Juggling life through a bi-polar lens. Sometimes up, sometimes down. Mostly trying to tread water in the middle. Creating a likeness to a normal life. Whatever "normal" is...

Thursday 19 April 2012

Rainbows

Rainbows..
Like echoes bouncing back from distant cliffs, questions return to me.
During steady rain and rebellious sun,
rainbows.
I looked out and felt the lift.
Giggling like girls, 
mum and I followed their climb with wonder.
I, with busy camera,
She,with clapping hands.
And then she asked me,
"Where do they come from? do they come out of the earth?"
I stopped.
Everything inside me,
stopped.
She didn't notice my intake of breath,
my sudden remembering of her diagnosis.
Too busy admiring, still smiling,
excited at this miracle.
I tried to explain, simply,
about sunlight and water.
She didn't care by then,
not much.

Today, after dinner,
she asked me why spoons made your face look up-side-down.            

10 comments:

Blue said...

Oh Helena, know where you are coming from. And even more sadly, know where you're heading.
My mother was showing the early signs of dementia before her cancer struck, it, then acceletated big time.
She became my child, not hers.

I will be here for you, I had no one then and know a supportive friend would have helped us both.

Blue xxx

Mrs Mac said...

))thanks Blue((

Eileen said...

Helena, I was a live-in carer for my Mum before she died. It is difficult for me to talk about. But please know that I understand, even if only in part, and, if it means anything, my deepest and warmest thoughts are with you.

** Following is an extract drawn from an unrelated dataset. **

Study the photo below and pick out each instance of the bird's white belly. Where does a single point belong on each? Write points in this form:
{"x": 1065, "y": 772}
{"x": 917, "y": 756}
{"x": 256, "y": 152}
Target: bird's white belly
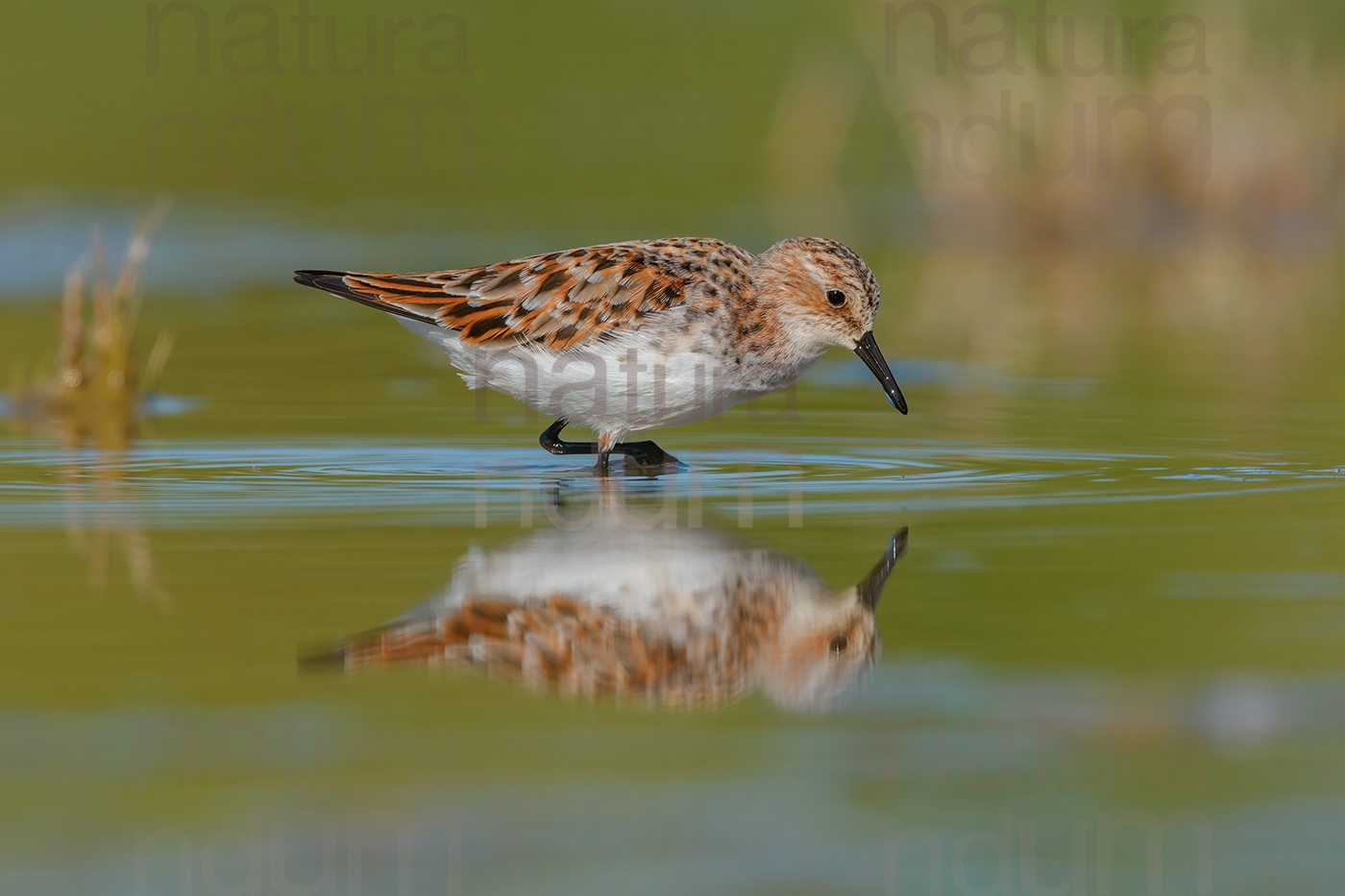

Blue is not so very far away from you, and I know she can be a good friend to you in this, as can your many other friends.

Many hugs,
Eileen x

Sandy Kessler said...

This touched me in a very special place

Angel, Kirby and Max said...

As hard as it is, sometimes it is easier to just agree that rainbows come from the ground. If she remembers, you can just say you were joking. I will listen any time, but I am across the ocean from you.

Di said...

Oh Helena - this really touched my heart. I'm not far away either remember.

Big hug, Di xx

Feronia said...

That is truly beautiful, Helena. Thinking of you x

Timaree said...

You've written a lovely poem here Helena. It's hard to deal with your mum losing her grip on reality but in this case between the rainbow and the spoon you got to go back and resee the wonder in things long taken for granted. I hope you can pick these jewels out of the sad times.

Tammie Lee said...

so tender
a moment or two
of awe, innocence
my heart is leaning towards you and your mum

mrsnesbitt said...

Amazingly enough my family have not shown any mental health issues.......yet! Mum was 1 of 5 - all smoked. Uncle Stan didn't and he is still alive. I have never smoked...but it just makes you think!